Football player

So the trajectory of the thrown football is a parabola, an arch.

Part a). when x= 0, that's when the ball is first being tossed. Plug x into the equation to solve for y (the height, or h(t) )

y = -x²+2x+3

y = -0² + 2 (0) + 3

y = 0 + 0 + 3

y = 3

Therefore at the beginning, when x = 0, y = 3, the height, h(t), is 3 meters. The football is being thrown from a height of 3 meters.

Part b)

"zeros" is another word for "root", "solution", "x-intercept". It's where the parabola crosses the x-axis. In the context of the thrown football, it is the point where the football would be thrown from ground level, and where it lands on the ground.

To find the zeros of a quadratic equation, you need to factor it:

y = -x²+2x+3

y = - (x - 3) (x + 1)

Set = to 0

0 = - (x-3) (x + 1)

x = 3

x = -1

This means that at 3 meters away from the player, the ball lands. The other zero is at -1 meters.

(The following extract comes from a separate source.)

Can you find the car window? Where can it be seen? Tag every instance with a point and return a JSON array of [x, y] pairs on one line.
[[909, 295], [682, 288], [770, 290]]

In this context, it's impossible to be -1 meters away, but we know that our player is throwing from a height of 3 meters, standing on a ladder or something. If the ladder was taken away, he would have to stand back another 1 meter to maintain the same trajectory (and he'd have to put in more strength in his throw, too!)

So now for part c). The vertex, or maximum, is the highest point on the arch. The formula needed for that is the line of symmetry, x = -b / 2a. If you think about it, a parabola is symmetrical. And if you were to cut it in half, that line of symmetry would be at the tip of the parabola. So that's the vertex, the maximum, the highest point on the parabola.

The equation of your parabola is h(t)=-x²+2x+3. a, b, and c are the coefficients (the numbers in front) of each term. So a is -1, b is 2, and c is 3. a is -1 because the first term is -x² and there is an understood 1 in front of the -x².

a = -1

b = 2

c = 3

Plug into the line of symmetry formula:

x = -2 / 2 (-1)

x = -2 /-2

x = 1

This means that the line of symmetry can be drawn at x = 1. Now use the fact that x= 1 to find the y-value of the vertex. (Remember that h(t) is the same thing as your y-value.)

y = -x²+2x+3

y = -(1)²+ 2 (1) + 3

y = -1 + 2 + 3

y = 4

Therefore, the coordinates of the vertex are x =1 and y = 4 --> (1, 4).